Crise des sous-marins australiens : les dessous de l’échec du contrat français !

Rédigé le 24/01/2022

D’anciens hauts gradés américains ont travaillé en secret pour faire échouer le contrat français de livraison de 12 sous-marins à l’Australie. La cellule investigation de Radio France a reconstitué les coulisses de cet échec.


“C’est un coup dans le dos”, enrage Jean-Yves Le Drian, ministre des Affaires étrangères, le 16 septembre 2021. La France vient d’apprendre que le contrat qu’elle a passé avec l’Australie en 2016 pour la commande de 12 sous-marins, est rompu dans le cadre d'un nouveau pacte baptisé Aukus, réunissant Canberra, Washington et Londres. La perte de ce marché estimé à 56 milliards d'euros fait l'effet d'une bombe. Le gouvernement français et l'industriel Naval Group spécialisé dans la défense maritime dénoncent une trahison.

Au départ : une lune de miel, avec la bénédiction des Américains

Entre la France et l'Australie, l'histoire avait pourtant bien commencé. En 2015, Canberra lance un appel d'offres pour renouveler sa flotte de sous-marins à propulsion diesel-électrique vieillissants. Paris est en concurrence avec le Japon et l'Allemagne pour remporter le fameux "contrat du siècle". L'entreprise française Naval Group (qui s'appellera DCNS jusqu'en 2017) décroche finalement la commande de 12 sous-marins. “L'offre française était basée sur le tout dernier sous-marin nucléaire, le Shortfin Barracuda”, explique à la Cellule investigation de Radio France le Premier ministre australien d’alors, Malcolm Turnbull. Mais “avec une propulsion hybride diesel-électrique, à la demande du gouvernement australien”, précise-t-il.

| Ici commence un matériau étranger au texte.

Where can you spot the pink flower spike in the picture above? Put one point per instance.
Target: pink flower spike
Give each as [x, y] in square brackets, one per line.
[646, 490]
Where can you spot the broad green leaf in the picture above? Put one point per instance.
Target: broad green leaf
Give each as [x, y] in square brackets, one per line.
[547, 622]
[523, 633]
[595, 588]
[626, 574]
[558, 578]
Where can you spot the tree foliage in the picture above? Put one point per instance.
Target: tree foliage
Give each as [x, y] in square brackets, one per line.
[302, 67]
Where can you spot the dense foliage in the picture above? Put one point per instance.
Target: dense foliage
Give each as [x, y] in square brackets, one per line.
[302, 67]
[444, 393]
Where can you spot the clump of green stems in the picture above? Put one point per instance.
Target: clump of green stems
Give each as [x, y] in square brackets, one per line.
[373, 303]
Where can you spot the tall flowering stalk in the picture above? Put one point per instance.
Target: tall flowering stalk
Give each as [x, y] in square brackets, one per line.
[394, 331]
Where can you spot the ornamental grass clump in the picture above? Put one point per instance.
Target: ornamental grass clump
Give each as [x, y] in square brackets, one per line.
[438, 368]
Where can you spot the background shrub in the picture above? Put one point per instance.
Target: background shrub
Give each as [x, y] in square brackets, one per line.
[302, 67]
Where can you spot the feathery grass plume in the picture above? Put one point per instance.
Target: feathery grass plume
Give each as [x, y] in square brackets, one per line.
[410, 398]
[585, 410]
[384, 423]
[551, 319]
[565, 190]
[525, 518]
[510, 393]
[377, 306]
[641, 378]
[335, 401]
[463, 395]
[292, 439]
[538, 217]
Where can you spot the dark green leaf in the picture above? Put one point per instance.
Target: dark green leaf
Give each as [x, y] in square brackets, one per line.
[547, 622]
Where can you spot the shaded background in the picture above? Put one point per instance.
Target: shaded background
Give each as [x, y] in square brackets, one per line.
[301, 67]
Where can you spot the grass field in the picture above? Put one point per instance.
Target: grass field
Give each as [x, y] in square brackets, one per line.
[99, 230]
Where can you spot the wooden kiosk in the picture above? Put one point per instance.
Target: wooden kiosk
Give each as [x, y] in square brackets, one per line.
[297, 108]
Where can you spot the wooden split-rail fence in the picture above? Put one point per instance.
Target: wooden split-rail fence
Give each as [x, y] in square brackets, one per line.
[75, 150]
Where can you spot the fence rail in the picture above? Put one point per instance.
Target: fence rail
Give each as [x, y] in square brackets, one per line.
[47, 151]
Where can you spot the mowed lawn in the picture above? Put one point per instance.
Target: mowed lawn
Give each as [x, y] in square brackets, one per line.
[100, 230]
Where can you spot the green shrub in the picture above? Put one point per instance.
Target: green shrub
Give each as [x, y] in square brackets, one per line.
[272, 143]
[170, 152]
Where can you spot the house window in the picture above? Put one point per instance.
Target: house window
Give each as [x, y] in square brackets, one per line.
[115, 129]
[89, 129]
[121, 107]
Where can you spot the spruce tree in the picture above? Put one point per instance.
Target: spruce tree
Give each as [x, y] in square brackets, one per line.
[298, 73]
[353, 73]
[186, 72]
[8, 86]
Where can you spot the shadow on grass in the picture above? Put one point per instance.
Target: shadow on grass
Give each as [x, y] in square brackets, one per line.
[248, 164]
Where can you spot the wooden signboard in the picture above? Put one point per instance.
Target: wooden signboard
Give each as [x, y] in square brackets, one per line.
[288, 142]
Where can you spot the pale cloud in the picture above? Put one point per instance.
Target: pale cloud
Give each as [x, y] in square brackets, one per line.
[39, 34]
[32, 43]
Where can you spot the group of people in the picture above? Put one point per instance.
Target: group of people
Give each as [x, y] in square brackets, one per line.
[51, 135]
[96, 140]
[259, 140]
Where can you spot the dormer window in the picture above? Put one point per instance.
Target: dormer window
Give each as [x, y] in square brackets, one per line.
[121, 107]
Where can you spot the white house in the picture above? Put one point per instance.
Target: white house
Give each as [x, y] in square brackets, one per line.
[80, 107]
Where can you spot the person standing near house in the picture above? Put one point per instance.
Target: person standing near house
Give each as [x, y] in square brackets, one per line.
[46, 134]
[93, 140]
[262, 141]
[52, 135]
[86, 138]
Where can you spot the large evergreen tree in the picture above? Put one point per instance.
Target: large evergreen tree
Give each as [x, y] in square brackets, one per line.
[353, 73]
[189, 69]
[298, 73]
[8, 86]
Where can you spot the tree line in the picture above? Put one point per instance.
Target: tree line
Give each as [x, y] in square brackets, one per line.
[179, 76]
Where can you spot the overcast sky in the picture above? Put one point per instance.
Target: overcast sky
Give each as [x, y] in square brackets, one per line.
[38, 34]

À ce moment-là, il n'est pas question de propulsion nucléaire, pour plusieurs raisons. Certes, la France est réticente à exporter son savoir-faire, mais surtout, l'Australie n'est pas demandeuse. “L'Australie n'avait pas la maturité pour lancer un programme de sous-marins nucléaires tout de suite”, affirme Hervé Guillou, l'ex-PDG de Naval Group. Canberra n'avait ni les infrastructures de maintenance, ni les spécialistes nécessaires pour manipuler l'uranium des sous-marins. À l’époque, Naval group propose donc un modèle qui présente un intérêt majeur pour l'Australie, se souvient l'ancien premier ministre Malcolm Turnbull : “C'était la possibilité de pouvoir passer d'une propulsion classique à une propulsion nucléaire en gardant essentiellement la même conception”. 

Comble de l’histoire : lorsque le groupe français signe le contrat avec l'Australie, il marche alors main dans la main avec les États-Unis. On parle même d'un sous-marin franco-américain. La France devait construire les sous-marins, et l'entreprise américaine Lockheed Martin équiper leur système d'armement. “Si Naval Group a gagné, explique Michel Cabirol, rédacteur en chef à la Tribune, c'est parce qu'il y avait un accord tacite entre la France et les États-Unis précisant qu'ils avaient le droit de candidater. Et que s'ils gagnaient, Washington n'aurait pas d'objection.”

La menace chinoise

Le contrat franco-australien va cependant vaciller, d’abord pour des raisons géopolitiques, et notamment un climat de tension grandissant entre l'Australie et la Chine. “Depuis vingt ans, il existait une entente manifeste entre Pékin et Canberra, notamment autour des ressources naturelles, explique Emmanuel Veron, enseignant-chercheur à l'Inalco et à l'École Navale. Jusqu'à la compromission avérée d'un certain nombre de parlementaires australiens dans des affaires de corruption impliquant la Chine.” Pékin est perçue de plus en plus comme une menace. “Le président Xi Jinping avait promis à Barack Obama qu'il ne construirait pas d'îlots artificiels en mer de Chine. Cela faisait partie d'un deal”, rappelle par ailleurs Philippe Le Corre, enseignant à l’école d’administration publique de Harvard et membre de la Fondation Carnegie pour la paix internationale. Pékin renforce pourtant sa présence dans la région, et construit bel et bien des îlots qui lui servent de bases militaires et de renseignement. Un sentiment antichinois enfle donc à Canberra, mais aussi à Washington où les tensions se doublent d'un face-à-face économique. L'idée de s'implanter militairement chez son allié australien fait son chemin. “Les États-Unis souhaitent développer une base de sous-marins nucléaires d'attaque sur le flanc ouest de l'Australie, explique le spécialiste de l'indopacifique Emmanuel Veron. Ce serait une sorte de porte-avions, comme la Grande-Bretagne l'avait été pendant la Seconde Guerre mondiale, dans la perspective d'un conflit potentiel avec la Chine dans les 10, 15 ou 20 prochaines années.”